= Benjamin S. Blanchard =

American systems engineer (1929–2019)

Benjamin Seaver Blanchard, Jr. (July 20, 1929 – July 11, 2019) was an American systems engineer and emeritus professor of industrial and systems engineering at Virginia Tech, who was awarded the INCOSE Pioneer Award jointly with Wolt J. Fabrycky as "practitioner, teacher, and advocate of Systems Engineering."

== Biography ==
Blanchard received his BS in civil engineering from the University of Maine in 1951, and did some graduate coursework in electrical engineering. In 1969, he received his MBA from the University of Rochester as part of an executive development program.
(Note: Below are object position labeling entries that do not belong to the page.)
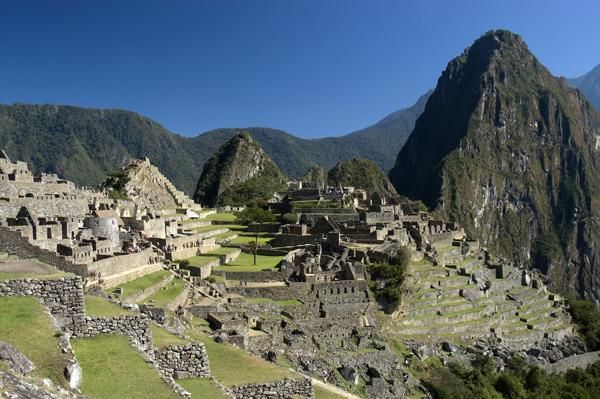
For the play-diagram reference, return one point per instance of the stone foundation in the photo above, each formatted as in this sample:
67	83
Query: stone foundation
183	361
285	389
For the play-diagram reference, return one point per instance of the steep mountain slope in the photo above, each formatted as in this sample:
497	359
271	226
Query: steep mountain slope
84	145
238	172
315	175
361	173
589	84
511	153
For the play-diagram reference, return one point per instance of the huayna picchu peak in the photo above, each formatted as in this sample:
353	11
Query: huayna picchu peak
238	172
511	153
450	250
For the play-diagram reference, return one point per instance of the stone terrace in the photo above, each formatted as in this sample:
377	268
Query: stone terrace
450	301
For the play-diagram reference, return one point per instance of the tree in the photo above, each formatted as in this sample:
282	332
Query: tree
258	216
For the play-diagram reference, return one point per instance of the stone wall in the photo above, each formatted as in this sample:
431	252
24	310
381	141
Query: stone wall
181	299
285	389
63	297
253	276
136	328
138	296
120	264
183	361
14	244
265	292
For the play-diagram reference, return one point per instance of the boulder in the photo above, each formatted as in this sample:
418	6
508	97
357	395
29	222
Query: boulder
74	375
17	361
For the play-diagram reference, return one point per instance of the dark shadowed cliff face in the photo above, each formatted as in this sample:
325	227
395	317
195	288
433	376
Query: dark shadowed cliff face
589	85
511	153
240	171
362	173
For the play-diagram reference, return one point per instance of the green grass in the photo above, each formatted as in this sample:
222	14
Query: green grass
206	229
322	393
26	326
232	366
222	251
166	295
135	286
114	369
201	260
202	388
222	217
246	238
50	273
212	227
162	338
244	263
280	302
99	306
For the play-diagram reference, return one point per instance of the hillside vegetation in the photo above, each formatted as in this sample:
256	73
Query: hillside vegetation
84	145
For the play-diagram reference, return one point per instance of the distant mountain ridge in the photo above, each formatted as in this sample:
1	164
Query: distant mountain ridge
84	145
239	172
589	84
511	153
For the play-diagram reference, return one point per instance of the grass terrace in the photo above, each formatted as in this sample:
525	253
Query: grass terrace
221	251
225	361
322	393
28	268
138	285
280	302
100	306
201	260
112	368
222	217
247	238
26	326
245	263
162	338
213	227
166	295
202	388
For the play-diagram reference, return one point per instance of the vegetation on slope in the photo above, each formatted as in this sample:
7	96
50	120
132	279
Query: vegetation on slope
387	279
587	316
508	151
84	145
519	382
26	326
239	172
589	84
361	173
112	368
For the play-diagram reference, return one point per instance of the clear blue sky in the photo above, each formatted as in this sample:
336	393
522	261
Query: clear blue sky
312	68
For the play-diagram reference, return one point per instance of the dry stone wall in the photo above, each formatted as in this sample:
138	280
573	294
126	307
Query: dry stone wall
13	243
136	328
183	361
285	389
63	297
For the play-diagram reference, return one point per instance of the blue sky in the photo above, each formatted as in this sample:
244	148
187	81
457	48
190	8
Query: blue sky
312	68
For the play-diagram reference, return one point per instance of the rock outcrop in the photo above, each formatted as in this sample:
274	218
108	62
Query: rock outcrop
511	153
238	172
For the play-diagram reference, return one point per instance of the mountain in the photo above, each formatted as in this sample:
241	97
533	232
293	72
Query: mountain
589	84
84	145
240	171
361	173
315	175
511	153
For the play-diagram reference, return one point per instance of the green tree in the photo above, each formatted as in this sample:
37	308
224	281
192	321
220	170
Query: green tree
258	216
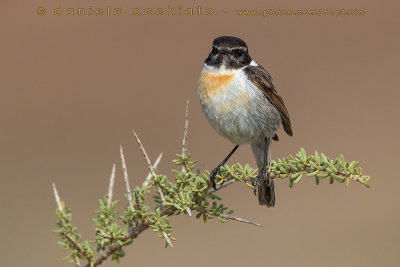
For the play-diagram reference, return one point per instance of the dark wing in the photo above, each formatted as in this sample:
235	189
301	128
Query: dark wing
261	78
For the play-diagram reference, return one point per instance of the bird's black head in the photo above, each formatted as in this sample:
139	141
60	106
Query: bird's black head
229	51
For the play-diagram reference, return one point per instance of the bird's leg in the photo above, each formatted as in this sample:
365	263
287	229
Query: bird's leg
217	170
263	171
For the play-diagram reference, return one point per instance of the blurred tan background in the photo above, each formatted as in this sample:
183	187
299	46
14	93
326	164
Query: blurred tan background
73	87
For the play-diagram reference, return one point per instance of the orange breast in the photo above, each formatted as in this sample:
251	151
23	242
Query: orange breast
212	83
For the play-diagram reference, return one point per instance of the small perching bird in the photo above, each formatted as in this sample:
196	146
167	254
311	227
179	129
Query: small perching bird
241	103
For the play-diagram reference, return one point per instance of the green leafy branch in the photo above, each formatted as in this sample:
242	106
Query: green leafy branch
190	191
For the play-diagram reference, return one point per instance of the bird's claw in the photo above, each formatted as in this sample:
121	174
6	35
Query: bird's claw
256	181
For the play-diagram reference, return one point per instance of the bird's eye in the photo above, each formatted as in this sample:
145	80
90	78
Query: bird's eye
238	52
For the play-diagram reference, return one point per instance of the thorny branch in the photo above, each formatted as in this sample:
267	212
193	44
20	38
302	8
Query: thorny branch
113	240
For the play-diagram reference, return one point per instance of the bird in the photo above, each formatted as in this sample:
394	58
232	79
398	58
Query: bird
241	103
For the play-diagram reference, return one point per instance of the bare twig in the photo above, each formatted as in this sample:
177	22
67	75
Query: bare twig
167	239
151	168
188	211
185	134
149	176
126	178
111	186
57	197
77	262
229	217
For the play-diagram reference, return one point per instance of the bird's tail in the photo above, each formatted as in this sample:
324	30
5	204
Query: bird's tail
266	192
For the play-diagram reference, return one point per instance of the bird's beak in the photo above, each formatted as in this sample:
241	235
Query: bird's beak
223	51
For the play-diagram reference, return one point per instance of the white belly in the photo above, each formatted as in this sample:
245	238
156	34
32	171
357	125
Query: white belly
237	109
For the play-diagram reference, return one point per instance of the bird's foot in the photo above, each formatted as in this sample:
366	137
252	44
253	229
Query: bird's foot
261	175
213	173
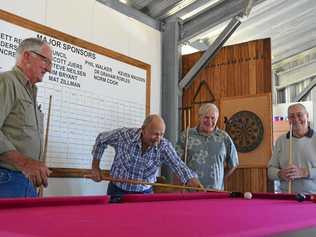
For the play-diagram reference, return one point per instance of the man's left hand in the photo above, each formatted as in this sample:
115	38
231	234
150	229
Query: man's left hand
194	182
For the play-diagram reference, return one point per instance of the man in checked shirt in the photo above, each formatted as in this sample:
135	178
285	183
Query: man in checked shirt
139	152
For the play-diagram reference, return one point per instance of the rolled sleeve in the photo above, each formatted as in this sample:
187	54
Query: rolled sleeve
103	140
232	159
7	101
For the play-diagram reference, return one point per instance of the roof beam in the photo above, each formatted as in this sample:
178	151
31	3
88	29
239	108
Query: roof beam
210	18
301	95
190	8
215	15
210	52
131	12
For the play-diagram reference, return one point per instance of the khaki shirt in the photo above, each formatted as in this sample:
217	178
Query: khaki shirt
21	122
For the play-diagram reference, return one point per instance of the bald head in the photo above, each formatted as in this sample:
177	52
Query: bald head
153	130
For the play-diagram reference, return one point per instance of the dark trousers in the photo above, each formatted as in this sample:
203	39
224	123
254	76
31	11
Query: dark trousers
14	184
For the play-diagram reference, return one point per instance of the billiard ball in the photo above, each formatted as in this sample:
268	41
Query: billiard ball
247	195
236	194
300	197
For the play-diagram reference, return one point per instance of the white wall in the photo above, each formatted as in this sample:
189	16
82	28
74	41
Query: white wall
281	110
96	23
In the early 1950s, Blanchard started working at U.S. Air Force, where he became electronics maintenance officer. In 1953, he moved to industry working as engineer in the fields of design, field service, staff and management with Boeing Commercial Airplanes, Sanders Associates, Bendix Corporation, and General Dynamics. In 1970, he was appointed professor of industrial and systems engineering at Virginia Tech, where he served until his retirement in 1997. At Virginia Tech Blanchard has been assistant dean of the College of Engineering, and he has been visiting professor at the University of Exeter.

Blanchard has been president of the International Society of Logistics, and in 2000 was awarded the INCOSE Pioneer Award for his contributions as "practitioner, teacher, and advocate of Systems Engineering. His service, as a team member with Dr. Wolt Fabrycky, allowed them to articulate the principles and objectives of systems engineering in a manner that conveys the tremendous potential and value added by this discipline.".

Ben died after a brief illness on July 11, 2019, at his residence in Charlottesville, Virginia, surrounded by his family.

== Publications ==
Blanchard has authored and co-authored several textbooks and numerous articles. A selection:
- Blanchard, Benjamin S., and Wolter J. Fabrycky. Systems engineering and analysis. 5th Ed. Englewood Cliffs, New Jersey: Prentice Hall, 2010.
- Blanchard, Benjamin S. Design and manage to life cycle cost. Oregon: M/A Press, 1978.
- Fabrycky, Wolter J., and Benjamin S. Blanchard. Life-cycle cost and economic analysis. Englewood Cliffs, NJ: Prentice-Hall, 1991.
- Blanchard, Benjamin S. Maintainability: A key to effective serviceability and maintenance management. Vol. 13. John Wiley & Sons, 1995.
- Blanchard, Benjamin S. System engineering management. Vol. 4. Wiley, 2003.